MtDNA haplotypes can be queried in two different input formats, either as differences to the rCRS or as FASTA/sequence string.
differences to the rCRS
Sequence is entered as differences to the revised Cambridge Reference Sequence (rCRS, Andrews et al 1999).
FASTA/sequence string
Sequence is entered as consecutive string of bases (e.g. copy&paste from a text file or a consensus from sequence analysis software). Please do not enter header information like in FASTA format, enter nucleotides only.
In either case the query haplotype is internally converted into a consecutive string of nucleotides (FASTA-like format) and compared to the database sequences, which are also converted to strings.
Sample Info
The sample-specific information identifies a search. This is also the reference under which the query is reported. In addition the query is given a unique result identification number (RID, see search output).
Sequence range
It is important to specify the sequence range of your query haplotype.

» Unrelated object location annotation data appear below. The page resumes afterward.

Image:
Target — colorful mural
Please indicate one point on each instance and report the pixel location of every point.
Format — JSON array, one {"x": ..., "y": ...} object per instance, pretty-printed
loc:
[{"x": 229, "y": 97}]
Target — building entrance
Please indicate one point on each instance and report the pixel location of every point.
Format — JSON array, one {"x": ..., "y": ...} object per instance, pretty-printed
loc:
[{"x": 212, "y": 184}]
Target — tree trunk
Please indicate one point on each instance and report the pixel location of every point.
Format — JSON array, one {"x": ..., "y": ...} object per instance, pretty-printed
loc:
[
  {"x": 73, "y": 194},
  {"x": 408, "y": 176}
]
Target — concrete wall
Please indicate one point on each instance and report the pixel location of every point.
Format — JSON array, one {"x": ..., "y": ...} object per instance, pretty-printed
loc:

EMPOP holds mtDNA sequences with a minimum range of HVS-I (16024-16365). Some data are represented by HVS-I and HVS-II (73-340), more recent data may be present as entire control region (CR) information (16024-576; see overview for details). In addition, individual sequence ranges including single positions can be defined.
mtDNA profile
Profile
MtDNA sequence data can be entered
as differences to rCRS: specify the mutations separated by blanks following the standard forensic annotation, e.g. 263G 309.1C 309.2C. Deletions can be annotated as 16193DEL or 16193del or 16193-. 16193D is considered a mixture of A, G, and T (IUB code).
or in string format (FASTA-like sequence without header information): you can copy&paste sequence stretches from analysis software or text strings. Each sequence string requires the respective sequence range.
Sequence range
e.g. 16024-16365, 16024-576 (full control region) or Control Region SNPs, such as 16519. Insertions after the last position of the sequence range are considered out of range, e.g. 455.1C is considered lying outside range 450-455. Extend the sequence range to the subsequent position to include insertions, e.g. 450-456.
Options
Match type: Select how the bases of the query profile and the database profiles are matched.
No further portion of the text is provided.